FRIEND: Weighted blankets are great for anxiety
INTERNET: Weighted blankets are great for anxiety
DOCTORS: Weighted blankets are great for anxiety
ME: [trapped & unable to escape from a weighted blanket] Well, I do feel anxious
Nothing kept my grandmother from her health and fitness regimen. Every morning, rain or shine, that woman walked five miles each way to the liquor store.
UBER: Oh, we’re halfway there
ME: Ok, good
U: Oh oh, we’re living on a prayer
M: What?
U: *driving off cliff* Take my hand
M: Oh god
Family bike ride? Sure, that sounds great! Just give me 2-3 hours to pump up all of these bike tires and we’ll be on our way!
Me: wow
Wife: *lording over the many amazon boxes* it is a bountiful harvest
I used to love pretending I was Captain America and flinging a garbage can lid at kids in the neighborhood. But then my wife made me stop.
My boyfriend is so rude. He hasn’t even introduced himself to me yet.
Me: Look, I really stuck my neck out for you and-
Vampire: wow
Me: Right off the bat you- No, I’m just saying it bites, I mean it sucks when-
Vampire: WOW
It’s embarrassing when my wife pats me down for concealed chicken nuggets in front of our friends.

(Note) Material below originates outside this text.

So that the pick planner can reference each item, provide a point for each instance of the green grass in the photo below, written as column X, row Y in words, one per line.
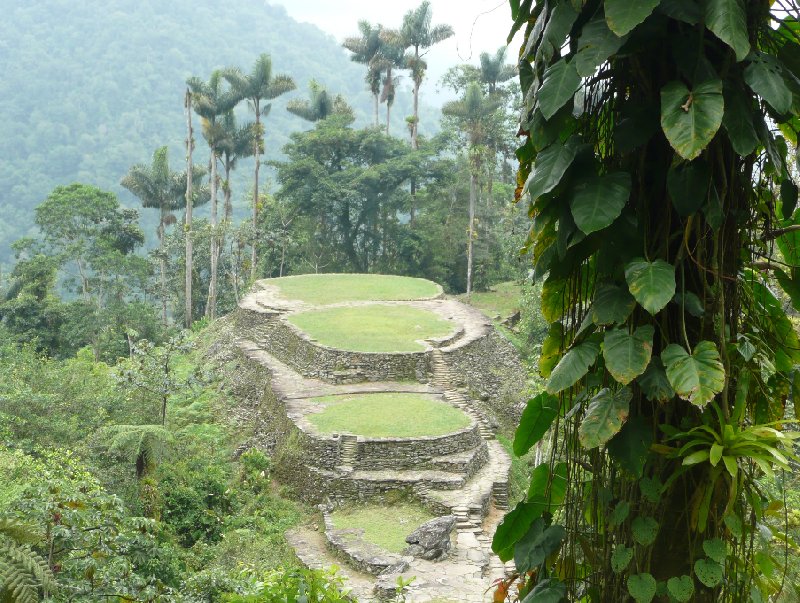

Cats are weird. They look at you like they want to set you on fire then look all surprised when you toss them into the ceiling fan.
god: make a guy who brings children presents
angel: aww that’s nice
god: have him slide through chimneys at night
angel: wait what
god: i want him to scream ho ho ho while riding a flying sled pulled by a bunch of those horned horses
angel: dude
Mom was disappointed there were no fights on her flight. I gave her some tips for the return flight.
If you watch the movie Twister backwards it’s the story of friendly tornados saving lives, rebuilding destroyed towns and playing with cows.
People who say “in and of itself” are responsible for most of the trouble in the world.
if I’m ever feeling lonely and I need someone to talk to me, I just announce to my spouse or kids that I’m about to take a nap
Sex is like pizza, there’s NO reason it should ever involve vegetables
Damn, I just realized that my employees do their jobs in order to get paid, and not out of any sense of family or loyalty to the company. Has anyone else heard of this phenomenon??
Joker: You’re endangering a minor
Batman: He’s my partner
Joker: Why’s he in his underwear?
Batman: So we match. Look, this isn’t about me.
I always pull out my chapstick and slowly apply it to my lips when I want someone to stop talking to me.
Nobody:
The Sun: I’m gonna make your underwear turn into a damp rolled up towel so you walk like you just rode a horse
I have keys on my keychain from the houses I used to live in just in case I’m hungry and in the area.